BUSTO ARSIZIO – Sicurezza, degrado e viabilità: Busto Rinasce fa emergere i problemi di Sacconago. Sala piena e partecipazione attiva per l’incontro “AMA – Ask Me Anything” organizzato dal movimento fondato da Salvatore Loschiavo nel quartiere di Sacconago. Ancora con l’ombra del maxi-avanzo di bilancio: «Perché gli interventi più urgenti non sono stati realizzati, se le risorse c’erano già?» la domanda scaturita nel corso del confronto con cittadini. In prima fila anche due veterani della politica bustocca: il sinaghino Eugenio Vignati e lo storico esponente del PD Walter Picco Bellazzi.
Le criticità
L’incontro è la quinta tappa del tour della città ed è stato anticipato da un sopralluogo degli “ambassador” del gruppo, che «hanno restituito un quadro fatto di contrasti – come si legge nella nota di Busto Rinasce – da un lato il forte senso di comunità e il valore storico del quartiere, dall’altro degrado, scarsa pulizia e una crescente percezione di insicurezza, soprattutto nelle ore serali». Tra le criticità più segnalate, la viabilità e la sicurezza stradale: dall’assenza di marciapiedi lungo la strada che conduce al cimitero, «particolarmente pericolosa per gli anziani», a una segnaletica ritenuta «incoerente, con sensi unici e incroci privi di logica», fino al caso di via Settembrini, recentemente resa a senso unico «senza evidenti benefici per i residenti».
I temi (1): viabilità
Alle domande dei cittadini ha risposto Salvatore Loschiavo, leader di Busto Rinasce: «Le decisioni specie sulla mobilità devono essere di sistema, basate su studi tecnici seri e non su interventi frammentati. Il rischio, altrimenti, è che si intervenga senza una visione, inseguendo logiche più elettorali che strutturali». Loschiavo ha ricordato i 100mila euro investiti per il Piano Urbano della Mobilità Sostenibile (PUMS), la cui bozza, risalente ad aprile 2024, dopo due anni non è stata ancora approvata. «Un ritardo che è già costato caro alla città», ha sottolineato Loschiavo, «con la perdita di finanziamenti rilevanti, tra cui quella acclarata di 9 milioni di euro per la riqualificazione del piazzale della stazione FS e di via Mameli».
I temi (2): sicurezza
Ampio spazio anche al tema della sicurezza. I residenti hanno lamentato l’assenza di controlli nonostante le segnalazioni. «Non si può parlare di sicurezza senza investire davvero su chi la deve garantire», ha osservato Loschiavo, evidenziando il sottorganico della polizia locale e il fatto che nelle ore serali sia spesso operativa una sola pattuglia per l’intera città. «Le risorse ci sono ma vanno utilizzate con priorità chiare. Niente slogan e interventi veri». Emerse anche criticità sullo stato delle strade, in particolare quelle private mai acquisite dal Comune, e sulla «mancanza di un piano organico delle asfaltature basato su criteri oggettivi, anziché su interventi episodici», oltre che sulla sicurezza pedonale, con riferimento ai marciapiedi vicino alla chiesa parrocchiale, «pericolosi per anziani e bambini».

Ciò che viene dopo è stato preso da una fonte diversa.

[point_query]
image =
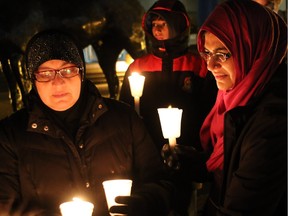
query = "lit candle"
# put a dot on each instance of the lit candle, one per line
(136, 82)
(114, 188)
(170, 119)
(77, 207)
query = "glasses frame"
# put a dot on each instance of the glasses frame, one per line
(57, 72)
(218, 56)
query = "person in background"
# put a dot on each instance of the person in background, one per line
(244, 137)
(271, 4)
(174, 76)
(70, 139)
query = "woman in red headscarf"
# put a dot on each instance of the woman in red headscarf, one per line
(245, 134)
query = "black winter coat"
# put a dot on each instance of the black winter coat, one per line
(41, 167)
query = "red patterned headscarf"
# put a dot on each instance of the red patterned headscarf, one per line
(257, 40)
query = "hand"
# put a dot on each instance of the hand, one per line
(133, 205)
(187, 160)
(170, 157)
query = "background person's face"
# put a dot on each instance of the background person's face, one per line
(61, 93)
(160, 29)
(224, 72)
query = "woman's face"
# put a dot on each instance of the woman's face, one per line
(224, 72)
(60, 93)
(160, 29)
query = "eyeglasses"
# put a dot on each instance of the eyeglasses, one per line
(217, 57)
(48, 75)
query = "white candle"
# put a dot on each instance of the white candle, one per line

I temi (3): sport e urbanistica
Toccate anche la vicenda dei campi da padel, «esempio di una programmazione ritenuta priva di una visione complessiva – per Busto Rinasce – serve una direzione chiara, non interventi scollegati», oltre alla «necessità di un coinvolgimento reale dei cittadini nella revisione del Piano di Governo del Territorio». Ma Sacconago agli occhi del gruppo di Loschiavo «non è apparso come un quartiere rassegnato, ma come una comunità ancora attiva, che chiede più attenzione, presenza e cura. Non un favore, ma di essere parte viva della città». Prossimo AMA il 23 aprile a Madonna Regina.